Когда Яшка и Гертруда закончили деловой разговор, оказалось, что в доме есть всё: дрожжи, мука, сахар и все части будущего аппарата.
Позже мы сообразили, что покойный отец Гертруды держал кабачок, который после его смерти вела вдова с помощью Гертруды. И самогонка нужна была не для собственного потребления, а на продажу.
Яшка занялся производством алкоголя, а я – Марией.
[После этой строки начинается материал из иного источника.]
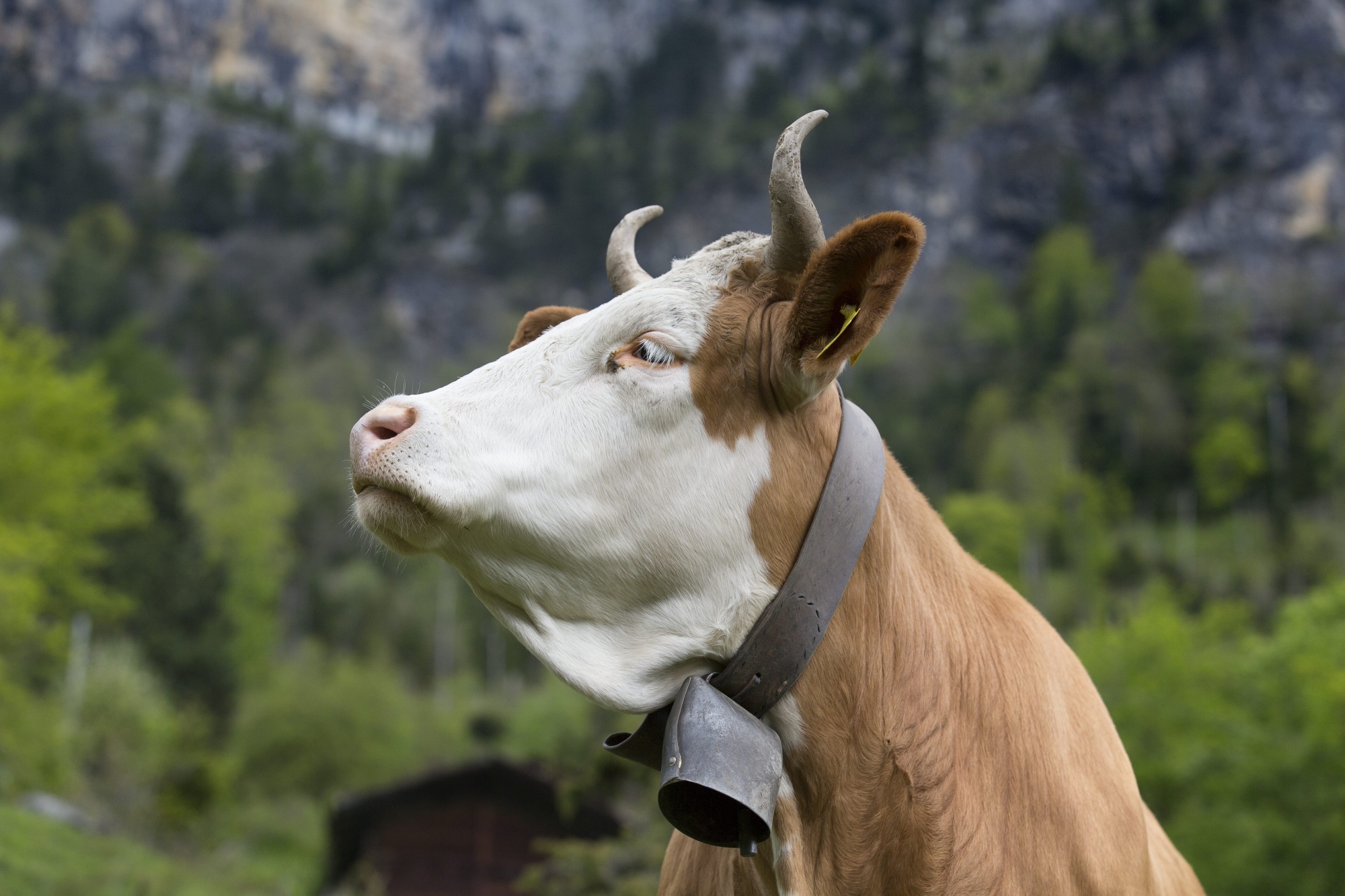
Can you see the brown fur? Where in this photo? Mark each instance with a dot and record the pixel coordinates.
(953, 741)
(539, 321)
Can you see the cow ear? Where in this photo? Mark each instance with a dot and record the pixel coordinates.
(539, 321)
(844, 296)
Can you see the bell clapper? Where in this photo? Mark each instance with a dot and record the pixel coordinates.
(747, 844)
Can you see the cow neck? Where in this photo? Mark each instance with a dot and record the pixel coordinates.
(790, 628)
(787, 633)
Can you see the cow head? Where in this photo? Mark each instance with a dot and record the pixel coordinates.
(627, 487)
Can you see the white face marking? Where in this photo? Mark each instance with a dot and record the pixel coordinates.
(587, 506)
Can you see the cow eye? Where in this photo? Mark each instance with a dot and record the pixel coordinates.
(654, 354)
(644, 353)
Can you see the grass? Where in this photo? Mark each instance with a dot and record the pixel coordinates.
(44, 857)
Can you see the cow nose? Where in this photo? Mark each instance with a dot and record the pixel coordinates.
(381, 424)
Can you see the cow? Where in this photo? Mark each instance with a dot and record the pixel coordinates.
(626, 490)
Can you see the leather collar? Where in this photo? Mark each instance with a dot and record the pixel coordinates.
(790, 628)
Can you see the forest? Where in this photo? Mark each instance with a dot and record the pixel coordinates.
(201, 651)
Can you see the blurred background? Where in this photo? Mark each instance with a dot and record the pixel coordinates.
(229, 227)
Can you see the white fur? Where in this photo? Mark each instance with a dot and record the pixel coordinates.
(590, 509)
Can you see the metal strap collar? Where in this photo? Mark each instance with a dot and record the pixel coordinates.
(790, 628)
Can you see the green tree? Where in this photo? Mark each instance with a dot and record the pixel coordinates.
(1238, 739)
(91, 282)
(206, 190)
(54, 171)
(63, 491)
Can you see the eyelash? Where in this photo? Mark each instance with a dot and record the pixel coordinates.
(653, 353)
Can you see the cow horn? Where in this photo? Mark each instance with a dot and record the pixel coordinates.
(623, 271)
(796, 227)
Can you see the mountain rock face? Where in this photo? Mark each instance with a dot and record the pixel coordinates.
(1215, 128)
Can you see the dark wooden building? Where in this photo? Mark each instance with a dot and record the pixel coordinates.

Эта интересная девушка была на редкость аполитична, хотя имела некоторые связи с «Белой бригадой». Она, например, говорила, что ей безразличны политические взгляды кавалера, лишь бы он был интересен внешне и хороший собеседник.
– А если это будет немец, фашист? – спросил я.
– Все равно, ведь он же тоже человек и мужчина.
Гертруда ругала Марию за такие взгляды, но на нее это не действовало, очевидно, потребительская психология, как мы теперь говорим, была нормой ее поведения.
Конечно, как кавалер я не мог иметь успеха у этой девушки – в качестве собеседника не подходил, ибо плохо знал язык, а внешне был скелетообразен. А уж одежда моя вообще оставляла желать много-много лучшего. Впрочем, об этом я не думал, да и не мог думать, все мои мысли были направлены на Швейцарию. Мария интересовала меня с точки зрения ее связей с местным Сопротивлением. Было понятно, что она связана с партизанами слабо, но, возможно, выведет нас на них? Мария обещала, но у нее ничего не вышло. Я просил ее познакомить меня с кем-нибудь из «Белой бригады», но это тоже не получилось. Может, все разговоры Марии на эту тему были девичьей фантазией?
На другой день у Яшки убежала закваска (слишком много положил дрожжей), и мы пригоршнями собирали эту бурду в большой молочный бидон. На четвертый день заработал Яшкин аппарат, и мы хватили с ним по полстакана первачка. Потом я простудился и стал сильно кашлять. Спросил Гертруду, не помешает ли нам во время поездки до Можа (оттуда собирались пойти пешком) мой кашель. Она сказала, что до Можа неопасно, а что будет дальше, когда мы опять пойдем ночами, предсказать трудно. Яшка предложил подождать до излечения, но я настоял на отъезде, да и хозяева не возражали, ведь держать у себя беглых военнопленных опасно и накладно – жрали мы в три горла.
Рано утром 29 февраля, еще затемно, в сопровождении Гертруды мы тронулись в путь с гораздо большей уверенностью в успехе, чем в тот вечер, когда выходили «оправиться» из штрафного барака команды «387 Rur».
В утренних сумерках мы миновали деревню, направились в городок Аш, чтобы там сесть на поезд до Хассельта. Недалеко от деревни, рядом с дорогой, размещалась зенитная батарея, при виде которой мы с Яшкой переглянулись. Опасное соседство! Я не помню, сколько километров было до Аша, но мы пришли туда до восхода солнца. Всю дорогу я кашлял, а в поезде кашель стал еще сильнее. Микроклимат вагона раздражал горло, привыкшее к наружному холодному воздуху.
Мы сошли в Хассельте и почти тут же сели на брюссельский поезд. Народу было много, все были одеты по-рабочему. На лицах ни тени улыбок, ни веселого блеска в глазах, в вагоне почти полное молчание. Из-за этой тишины мой кашель казался оглушительным. Я нервничал, но сделать ничего с собой не мог.
Поражало хладнокровие Гертруды. Бледная, с тонкими чертами лица, она сидела напротив нас и безучастно смотрела в окно. Ее сосед уткнулся в газету. Людей много, и мест всем не хватало. Многие молча стояли.